Bayesian Optimization 은 어느 입력값(x)를 받는 미지의 목적 함수 (f(x))를 판단하고 결정하여, 해당 함숫값 (f(x))을 최대로 만드는 최적해를 찾는 것을 목적으로 합니다.

즉, 목적 함수(탐색대상함수)와 하이퍼파라미터 쌍(pair)을 대상으로 Surrogate Model(대체 모델) 을 만들고,
순차적으로 하이퍼 파라미터를 업데이트해 가면서 평가를 통해 최적의 하이퍼파라미터 조합을 탐색합니다.
이 때의 목적 함수를 black-box function 이라고 합니다.
Bayesian Optimization 에는 두 가지 필수 요소가 존재합니다.
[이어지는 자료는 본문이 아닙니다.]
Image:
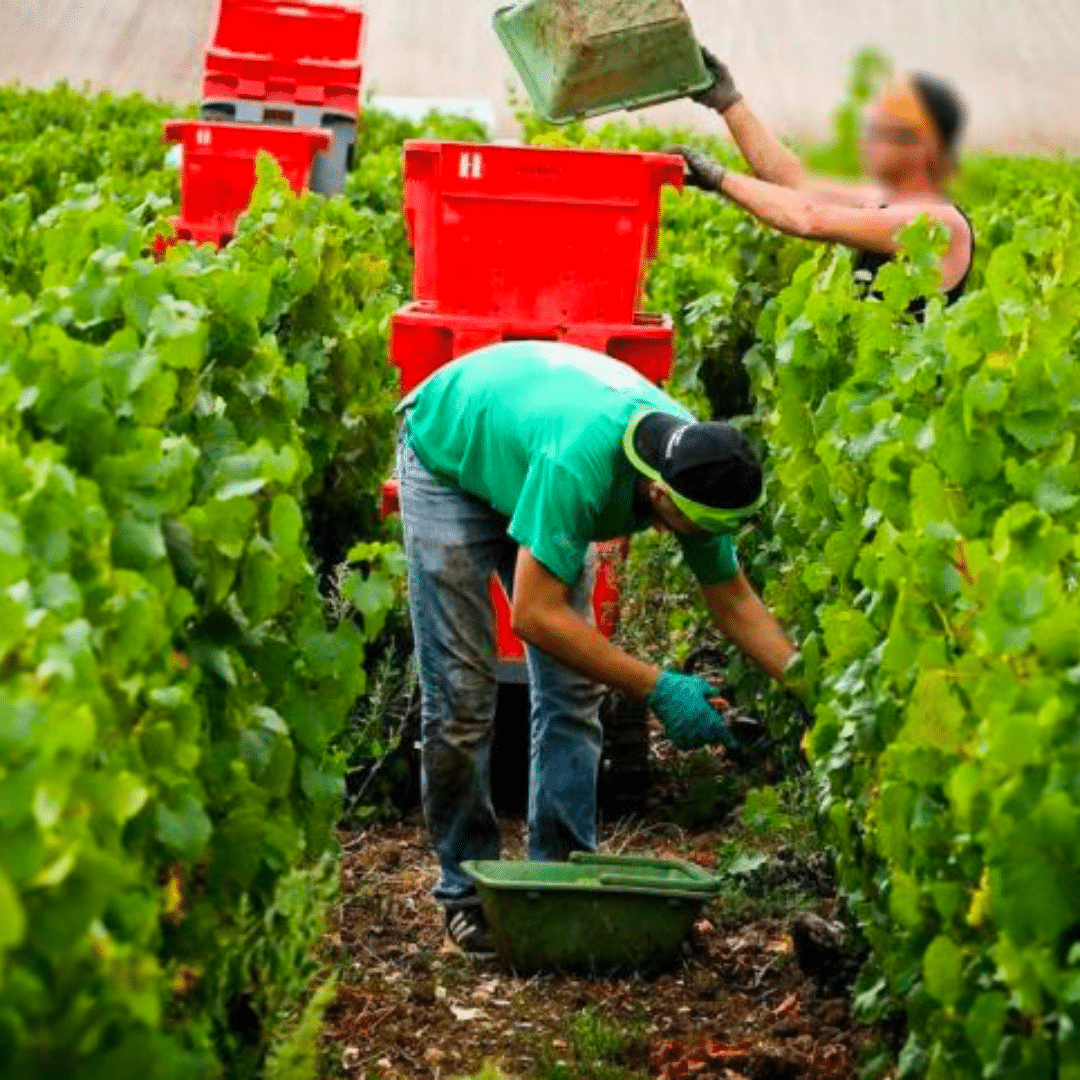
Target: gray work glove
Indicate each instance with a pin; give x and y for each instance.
(702, 172)
(723, 94)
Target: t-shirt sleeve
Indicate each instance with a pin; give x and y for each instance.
(553, 521)
(714, 561)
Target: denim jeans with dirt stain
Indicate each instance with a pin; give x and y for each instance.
(454, 543)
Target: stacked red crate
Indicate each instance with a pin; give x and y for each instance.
(281, 78)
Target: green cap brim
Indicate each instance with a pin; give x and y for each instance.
(711, 518)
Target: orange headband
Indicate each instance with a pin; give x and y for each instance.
(903, 104)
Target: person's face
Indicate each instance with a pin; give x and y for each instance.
(666, 517)
(894, 148)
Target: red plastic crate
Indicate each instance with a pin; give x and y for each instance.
(509, 648)
(298, 53)
(534, 232)
(422, 340)
(218, 174)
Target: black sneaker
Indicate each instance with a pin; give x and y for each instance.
(468, 929)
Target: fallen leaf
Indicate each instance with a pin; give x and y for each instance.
(790, 1004)
(464, 1014)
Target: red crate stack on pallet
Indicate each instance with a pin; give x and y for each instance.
(279, 78)
(532, 243)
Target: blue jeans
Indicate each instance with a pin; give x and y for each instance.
(454, 543)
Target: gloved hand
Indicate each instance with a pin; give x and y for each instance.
(702, 171)
(723, 94)
(680, 703)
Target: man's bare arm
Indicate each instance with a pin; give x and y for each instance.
(770, 160)
(742, 618)
(543, 615)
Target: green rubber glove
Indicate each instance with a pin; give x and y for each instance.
(723, 93)
(680, 703)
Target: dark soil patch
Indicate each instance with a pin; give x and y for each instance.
(410, 1006)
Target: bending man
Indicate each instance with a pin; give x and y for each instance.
(909, 144)
(513, 461)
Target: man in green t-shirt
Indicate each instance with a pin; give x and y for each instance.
(514, 460)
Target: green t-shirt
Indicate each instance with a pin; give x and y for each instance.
(535, 429)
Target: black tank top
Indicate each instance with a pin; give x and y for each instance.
(872, 261)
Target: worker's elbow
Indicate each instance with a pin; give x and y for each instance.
(806, 221)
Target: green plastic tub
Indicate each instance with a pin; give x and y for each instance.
(583, 57)
(595, 914)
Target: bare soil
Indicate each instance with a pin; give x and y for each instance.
(412, 1006)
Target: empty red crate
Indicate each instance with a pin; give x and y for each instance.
(534, 232)
(422, 340)
(218, 174)
(509, 648)
(299, 53)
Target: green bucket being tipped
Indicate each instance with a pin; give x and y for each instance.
(596, 914)
(583, 57)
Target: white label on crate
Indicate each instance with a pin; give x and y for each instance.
(471, 165)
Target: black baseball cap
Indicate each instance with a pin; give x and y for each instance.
(711, 470)
(945, 106)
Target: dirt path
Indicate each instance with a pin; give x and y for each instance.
(413, 1007)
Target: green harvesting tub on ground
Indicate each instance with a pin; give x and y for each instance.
(583, 57)
(596, 914)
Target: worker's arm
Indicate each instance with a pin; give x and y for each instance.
(543, 615)
(767, 157)
(742, 618)
(771, 161)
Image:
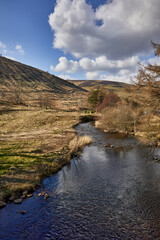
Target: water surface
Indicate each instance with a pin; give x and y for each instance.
(105, 193)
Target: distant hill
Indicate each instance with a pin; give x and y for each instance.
(15, 75)
(108, 85)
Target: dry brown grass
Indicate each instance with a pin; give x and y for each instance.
(33, 144)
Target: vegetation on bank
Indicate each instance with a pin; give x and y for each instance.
(135, 110)
(34, 143)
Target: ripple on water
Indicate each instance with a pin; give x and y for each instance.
(106, 193)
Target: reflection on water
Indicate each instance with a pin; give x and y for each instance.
(105, 193)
먼저 Surrogate Model 은, 현재까지 조사된 입력값-함숫결과값 점들 $(x_1, f(x_1)),...,(x_t, f(x_t))$ 을 바탕으로, 미지의 목적 함수의 형태에 대한 확률적인 추정을 수행하는 모델을 지칭합니다. 그리고 Acquisition Function 은, 목적 함수에 대한 현재까지의 확률적 추정 결과를 바탕으로, ‘최적 입력값을 찾는 데 있어 가장 유용할 만한’ 다음 입력값 후보를 추천해 주는 함수를 지칭합니다.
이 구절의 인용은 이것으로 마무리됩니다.